Mombasa Uber drivers after switching off their phones in protest against low fares. PHOTO | KEVIN ODIT

What you need to know:

  • Contractors don’t get minimum wage protections, overtime or unemployment insurance.
  • It was Uber’s ability to sidestep those obligations that enabled them to “disrupt” the car service economy.
  • As things stand now, the only certainty that exists is that the headlines and stories will keep coming.

My first job after campus was as an instructor with Outward Bound. Outward Bound does experiential training. By dint of that, I was privileged to train some batches of military cadets.

During that season in my life, I noticed something that was not only peculiar, but very interesting. You could tell where a soldier was by what he complained about: far from the front lines he would complain about cold food, warm beer, and old movies. Near the front lines his complaint would change drastically; if you ask the soldier what he needed, he would say, “Give me more men, give me more ammunition, give me more air support.”

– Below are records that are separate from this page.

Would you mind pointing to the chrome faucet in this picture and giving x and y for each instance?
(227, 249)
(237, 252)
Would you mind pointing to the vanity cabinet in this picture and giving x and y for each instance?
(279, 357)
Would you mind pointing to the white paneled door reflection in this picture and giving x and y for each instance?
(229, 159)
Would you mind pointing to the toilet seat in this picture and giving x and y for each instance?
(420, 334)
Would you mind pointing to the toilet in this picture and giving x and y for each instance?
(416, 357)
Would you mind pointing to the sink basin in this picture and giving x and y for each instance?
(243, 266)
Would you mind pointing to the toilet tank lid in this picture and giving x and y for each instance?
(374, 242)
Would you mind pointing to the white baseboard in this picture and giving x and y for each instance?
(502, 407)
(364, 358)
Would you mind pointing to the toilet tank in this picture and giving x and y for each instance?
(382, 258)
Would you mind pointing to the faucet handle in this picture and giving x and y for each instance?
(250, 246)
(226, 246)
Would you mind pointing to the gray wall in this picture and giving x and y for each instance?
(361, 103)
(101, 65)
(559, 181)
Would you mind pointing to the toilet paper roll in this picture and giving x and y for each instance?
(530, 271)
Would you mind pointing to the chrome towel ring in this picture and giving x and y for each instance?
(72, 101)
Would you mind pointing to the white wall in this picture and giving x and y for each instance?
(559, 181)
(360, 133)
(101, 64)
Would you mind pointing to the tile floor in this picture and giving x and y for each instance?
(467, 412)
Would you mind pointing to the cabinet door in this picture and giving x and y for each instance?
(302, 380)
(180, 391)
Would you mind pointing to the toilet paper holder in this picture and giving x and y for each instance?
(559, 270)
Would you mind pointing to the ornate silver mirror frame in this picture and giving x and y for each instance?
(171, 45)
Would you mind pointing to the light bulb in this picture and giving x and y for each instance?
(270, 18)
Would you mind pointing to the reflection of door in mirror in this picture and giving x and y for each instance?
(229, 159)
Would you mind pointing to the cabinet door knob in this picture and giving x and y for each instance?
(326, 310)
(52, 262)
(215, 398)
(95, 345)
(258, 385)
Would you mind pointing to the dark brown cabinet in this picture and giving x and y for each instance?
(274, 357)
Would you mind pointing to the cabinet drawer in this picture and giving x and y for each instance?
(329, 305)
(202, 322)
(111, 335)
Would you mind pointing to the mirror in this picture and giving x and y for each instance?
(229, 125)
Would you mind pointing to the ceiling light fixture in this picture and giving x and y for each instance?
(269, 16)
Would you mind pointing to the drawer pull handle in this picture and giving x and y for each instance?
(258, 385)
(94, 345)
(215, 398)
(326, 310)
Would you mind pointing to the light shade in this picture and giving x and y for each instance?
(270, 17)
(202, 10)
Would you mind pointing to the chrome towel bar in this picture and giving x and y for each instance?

The soldiers who were far from combat had their mind on civilian affairs. Their concerns were for their comfort, not their safety. Yet when they were confronted by the immediacy of danger, they became single-minded; their sole purpose was to win the battle. Their minds and even their bodies become vigilant, taking on a readiness that belonged to the front lines.

My observations underscored the radical difference between how we celebrated Uber’s entry into Kenya; jobs were created, an industry was disrupted and we were over the moon. But I watched drivers of the online taxi hailing company go on strike last week.

To start you off, let me first give you a bit of history.

Uber came into the country in January 2015. Within a month, it had signed up nearly 1,000 Kenyan drivers onto its platform.

By mid-last year, the company also announced that it had clocked eight million kilometres in Kenya. It was a firm of the digital age. Consumers were empowered by their devices. They could check prices and reviews in real-time, and broadcast their experience - good or bad - to the world. They were active participants in the transaction, not passive recipients of marketing messages.

So what changed?

There are two things that I think happened. The first was the typical Kenyan “Simu ya Jamii” syndrome. You make an emotional decision to get into a business because others are getting into it. You see, as humans, we are emotional beings, and no matter how rational we might think we are, we are often going to be in situations where we make emotional decisions about our investments.

Take the example of deciding which house to buy, your emotional side may get wrapped up in ideas bringing you back to the type of house you grew up in, where you experienced familial love, good memories and positive relationships with family. Thinking about buying a house like your childhood one makes you feel warm and fuzzy inside, and you may start looking at houses like that, even if they’re more expensive than what you can afford.

The emotional side tells you that you’ll be happier in that type of house, and in the end you buy a bigger house than you can afford because your emotional side told you you’d be happier in that house. The truth is you could probably be happy in a much smaller house.

Yet I will be the first one to tell you that it is extremely difficult to be the ‘rational’ investor in an irrational environment. And I’m talking from experience. You need to take your view from a time, discipline and comfort perspective.

The second factor is another Kenyan phenomenon. The Uber drivers did not read the fine print. If they did, they would have realised that they voluntarily signed up as independent contractors. Not as employees.

My dear readers, contractors don’t get minimum wage protections, overtime or unemployment insurance.

If you incur any work expenses in the course of duty you are on your own.

Think of it like this, it was Uber’s ability to sidestep those obligations that enabled them to “disrupt” the car service economy.

As things stand now, the only certainty that exists is that the headlines and stories will keep coming. Watch this space.